While mining and process industries are taking their first tentative steps in this direction, infrastructure companies have been walking the walk for many years. (The economic asset management arena, not the reliability and maintenance arenas)

And I think this they they converge regardless of whether they are in the Water, Electricity, Council or Infrastructure, Rail or any other sectors.



When Councils manage their buildings, for example, their focus is often on issues related to call centres, response capacity, and managing the repair and maintain contracts. However, when these same buildings are passed over to some form of PPP arrangement the focus tends to shift dramatically.

Instead of only the short term areas of response and serviceability, companies tend to put a lot of thought into capital maintenance or renewals programs. A lot more than occurred when they were run by government.
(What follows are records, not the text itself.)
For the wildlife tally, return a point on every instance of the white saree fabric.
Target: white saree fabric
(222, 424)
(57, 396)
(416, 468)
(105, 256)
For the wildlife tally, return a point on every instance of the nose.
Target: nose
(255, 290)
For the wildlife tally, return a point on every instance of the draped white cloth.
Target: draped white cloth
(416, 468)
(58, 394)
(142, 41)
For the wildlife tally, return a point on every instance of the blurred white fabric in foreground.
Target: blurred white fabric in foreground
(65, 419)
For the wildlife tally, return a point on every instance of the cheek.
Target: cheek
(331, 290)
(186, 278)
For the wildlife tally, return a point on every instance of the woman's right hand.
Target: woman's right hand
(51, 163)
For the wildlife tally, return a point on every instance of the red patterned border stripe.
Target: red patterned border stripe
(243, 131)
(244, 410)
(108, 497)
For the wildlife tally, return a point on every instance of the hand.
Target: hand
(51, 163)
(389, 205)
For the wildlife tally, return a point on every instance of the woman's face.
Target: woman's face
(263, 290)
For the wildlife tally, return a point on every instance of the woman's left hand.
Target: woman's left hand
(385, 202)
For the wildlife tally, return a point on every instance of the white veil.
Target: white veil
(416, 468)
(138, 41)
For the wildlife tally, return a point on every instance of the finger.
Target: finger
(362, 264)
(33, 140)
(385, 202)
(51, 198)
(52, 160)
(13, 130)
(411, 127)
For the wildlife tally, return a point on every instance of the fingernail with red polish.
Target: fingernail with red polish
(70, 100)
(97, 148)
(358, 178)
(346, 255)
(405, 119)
Why is this? Economic accountability, clear and simple. If the PPP asset manager gets it wrong, they come a cropper, and in a very big way. (RE: The Metronet implosion) But if a Council fails to accurately forecast its capital maintenance budget... well, it'll be okay really.

The government will subsidize it, or the buildings will be left in a state of disrepair, or the taxpayers will pay extra. No biggie really...
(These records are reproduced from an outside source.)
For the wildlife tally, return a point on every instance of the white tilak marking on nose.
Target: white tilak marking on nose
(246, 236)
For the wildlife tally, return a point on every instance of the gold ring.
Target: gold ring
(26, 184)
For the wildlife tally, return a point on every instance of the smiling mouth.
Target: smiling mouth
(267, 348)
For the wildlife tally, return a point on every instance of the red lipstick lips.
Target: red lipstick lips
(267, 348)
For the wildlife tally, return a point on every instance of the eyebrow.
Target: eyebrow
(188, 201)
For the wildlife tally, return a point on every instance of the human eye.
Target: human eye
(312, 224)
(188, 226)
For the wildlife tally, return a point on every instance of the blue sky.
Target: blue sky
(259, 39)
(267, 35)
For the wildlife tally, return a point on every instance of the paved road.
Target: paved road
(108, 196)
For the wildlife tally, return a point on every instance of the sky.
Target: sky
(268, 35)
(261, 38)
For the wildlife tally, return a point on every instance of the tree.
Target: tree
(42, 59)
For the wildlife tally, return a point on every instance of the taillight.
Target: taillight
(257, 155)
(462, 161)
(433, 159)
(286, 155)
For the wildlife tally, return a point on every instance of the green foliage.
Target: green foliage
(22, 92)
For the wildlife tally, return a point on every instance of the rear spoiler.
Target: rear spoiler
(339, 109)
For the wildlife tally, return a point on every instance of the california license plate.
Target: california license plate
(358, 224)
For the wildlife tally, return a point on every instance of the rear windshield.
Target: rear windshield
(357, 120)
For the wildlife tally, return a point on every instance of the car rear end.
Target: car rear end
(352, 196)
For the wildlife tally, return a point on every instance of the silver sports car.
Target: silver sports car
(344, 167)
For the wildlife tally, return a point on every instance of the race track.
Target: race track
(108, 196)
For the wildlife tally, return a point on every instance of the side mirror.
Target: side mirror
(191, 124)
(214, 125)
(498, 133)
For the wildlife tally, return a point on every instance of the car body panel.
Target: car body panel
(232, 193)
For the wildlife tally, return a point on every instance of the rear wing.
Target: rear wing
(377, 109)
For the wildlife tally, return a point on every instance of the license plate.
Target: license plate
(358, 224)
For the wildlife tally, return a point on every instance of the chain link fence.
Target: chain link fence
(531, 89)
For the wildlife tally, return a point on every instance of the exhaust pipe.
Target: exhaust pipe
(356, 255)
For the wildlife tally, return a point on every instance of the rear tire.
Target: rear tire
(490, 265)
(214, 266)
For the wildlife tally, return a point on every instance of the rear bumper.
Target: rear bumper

This became startlingly apparent to me when I compared the United Kingdom's financially regulated utility sectors with the PPP contracts existing under the London Underground.

These were startlingly different industries with almost nothing in common physically. In terms of the business model they both dealt with the general public, they both charged a nominal fee for usage, and both had implications for public health.

But as you dug further and further into it the alignment in terms of strategic asset management was quite striking. Under both arrangements the asset managers had to very carefully justify their capital spending across the board. And asset renewals (replacements and refurbishments) were no exception.

They were both party to similar, yet different, economic models. But in each case the value of the asset base, asset condition and the physical size of the asset base were influencing factors.

Getting to the point where they were able to make these forecasts with accuracy required a slew of techniques, data processes and systems, quality audits and a focused goal of continual improvement.

Why bother? Because if they didn't then there are heaps of historic examples of what could happen to them.

So my point in all this rambling is to state very clearly, and with some justification, that while industries DO take separate and winding roads down the path of Strategic Asset Management, there is a factor that will force a level of positive convergence on them.

And that factor is economic accountability.